Nadia Chahed
25 Décembre 2019•Mise à jour: 25 Décembre 2019
AA/Tunis
Plusieurs partis de l'opposition ivoirienne ont dénoncé les mesures visant l'ex-président de l'Assemblée nationale Guillaume Soro et nombre de ses proches, ont rapporté des médias africains.
L’ex-président de l’Assemblée nationale (2012-2019) fait l’objet d’un “mandat d’arrêt international” de la justice ivoirienne pour “tentative d’atteinte à l’autorité de l’Etat”, avait annoncé lundi soir le procureur de la République d’Abidjan, Richard Adou.
une quinzaine de ses proches avaient été arrêtés le jour même.
Le Front populaire ivoirien (FPI, opposition) présidé par Pascal Affi N'Guessan, a appelé mardi les autorités politiques, judiciaires et policières ivoiriennes "à surseoir aux arrestations" des partisans de Guillaume Soro, l'ex-président de l'Assemblée nationale ivoirienne dont plus de quinze proches ont été interpellés lundi à Abidjan, indique l'Agence de presse africaine (APA).
Cet appel a été fait par Issiaka Sangaré, le porte-parole et secrétaire général du FPI, qui a en outre souligné que le FPI attendait les suites de l'information judiciaire ouverte contre Soro par le procureur de la République pour présomption grave de tentative d'atteinte à l'autorité de l'État, de recel de deniers publics et de blanchiment de capitaux, précise le même média.

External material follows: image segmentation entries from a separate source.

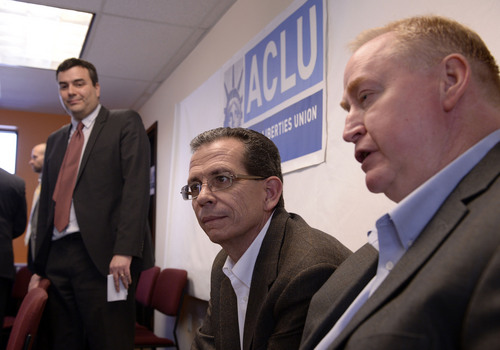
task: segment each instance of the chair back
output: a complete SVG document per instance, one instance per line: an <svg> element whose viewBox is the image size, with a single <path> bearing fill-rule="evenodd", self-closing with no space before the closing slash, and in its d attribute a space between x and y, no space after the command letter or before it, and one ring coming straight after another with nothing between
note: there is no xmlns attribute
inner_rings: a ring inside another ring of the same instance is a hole
<svg viewBox="0 0 500 350"><path fill-rule="evenodd" d="M153 266L141 272L135 291L135 300L141 305L151 306L151 299L160 270L158 266Z"/></svg>
<svg viewBox="0 0 500 350"><path fill-rule="evenodd" d="M12 285L12 298L19 300L19 303L28 293L28 286L31 280L31 271L28 267L23 266L16 272L14 284Z"/></svg>
<svg viewBox="0 0 500 350"><path fill-rule="evenodd" d="M26 294L12 326L6 350L31 349L46 303L47 292L43 288L33 288Z"/></svg>
<svg viewBox="0 0 500 350"><path fill-rule="evenodd" d="M161 271L156 280L152 307L165 315L176 316L186 284L186 270L166 268Z"/></svg>

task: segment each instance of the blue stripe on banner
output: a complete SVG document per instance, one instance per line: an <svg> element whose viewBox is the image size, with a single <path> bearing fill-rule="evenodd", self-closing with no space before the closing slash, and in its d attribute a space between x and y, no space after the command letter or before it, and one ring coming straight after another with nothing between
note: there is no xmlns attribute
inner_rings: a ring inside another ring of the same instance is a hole
<svg viewBox="0 0 500 350"><path fill-rule="evenodd" d="M323 90L249 128L266 135L276 144L282 162L321 150Z"/></svg>

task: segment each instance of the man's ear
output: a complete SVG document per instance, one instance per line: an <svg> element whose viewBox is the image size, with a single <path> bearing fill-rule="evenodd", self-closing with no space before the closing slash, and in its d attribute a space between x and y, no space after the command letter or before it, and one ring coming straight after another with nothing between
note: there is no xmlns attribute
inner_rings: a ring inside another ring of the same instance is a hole
<svg viewBox="0 0 500 350"><path fill-rule="evenodd" d="M464 95L470 82L471 68L467 59L460 54L443 58L443 84L441 103L445 112L451 111Z"/></svg>
<svg viewBox="0 0 500 350"><path fill-rule="evenodd" d="M280 200L283 183L277 176L270 176L263 181L266 185L265 209L272 210Z"/></svg>

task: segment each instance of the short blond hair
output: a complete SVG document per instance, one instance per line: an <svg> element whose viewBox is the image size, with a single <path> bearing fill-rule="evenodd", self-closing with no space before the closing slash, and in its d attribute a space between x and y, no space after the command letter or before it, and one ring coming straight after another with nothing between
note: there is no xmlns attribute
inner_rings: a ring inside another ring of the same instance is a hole
<svg viewBox="0 0 500 350"><path fill-rule="evenodd" d="M495 58L481 37L470 28L440 16L419 16L391 22L361 32L349 45L354 52L368 41L393 33L394 54L407 57L412 65L431 67L453 53L463 55L472 74L495 99L500 97L500 76Z"/></svg>

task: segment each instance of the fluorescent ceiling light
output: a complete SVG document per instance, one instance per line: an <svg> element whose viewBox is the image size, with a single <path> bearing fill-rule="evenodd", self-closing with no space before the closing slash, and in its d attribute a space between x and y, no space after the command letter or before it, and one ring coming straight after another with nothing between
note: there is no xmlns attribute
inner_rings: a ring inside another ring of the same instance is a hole
<svg viewBox="0 0 500 350"><path fill-rule="evenodd" d="M0 0L0 64L56 69L80 57L92 13Z"/></svg>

Il a, par ailleurs, invité au respect de la procédure pour les députés arrêtés qui bénéficient de l'immunité parlementaire et a demandé leur libération.
Dans le même élan, la Coalition pour la démocratie, la réconciliation et la paix ( CDRP), une plateforme de l'opposition ivoirienne présidée par l'ancien président ivoirien Henri Konan Bédié, a dénoncé mardi dans une déclaration, des "dérives dictatoriales" en Côte d'Ivoire après le mandat d'arrêt international émis par les autorités ivoiriennes contre Guillaume Soro, l'ex-président du parlement ivoirien et l'arrestation de plusieurs cadres proches de celui-ci, indique la même source.
"La CDRP s’insurge contre ces dérives dictatoriales répétées du régime RHDP-unifié, contraires aux principes élémentaires de la démocratie et de l’Etat de droit...", note la Coalition, soulignant sa "surprise et son indignation" devant les accusations d'attentat à la sûreté de l'État et de détournement de deniers publics portées contre Soro.
Soro qui devait rentrer mardi matin dans son pays, après six mois d’absence, pour y lancer sa campagne électorale pour l‘élection présidentielle d’octobre 2020, a finalement atterri au Ghana où il a été interdit de débarquer, tel qu'il l'a expliqué sur son compte twitter.
"Seuls des pays européens acceptent notre atterrissage", avait, en outre indiqué Soro sans toutefois préciser sa destination finale.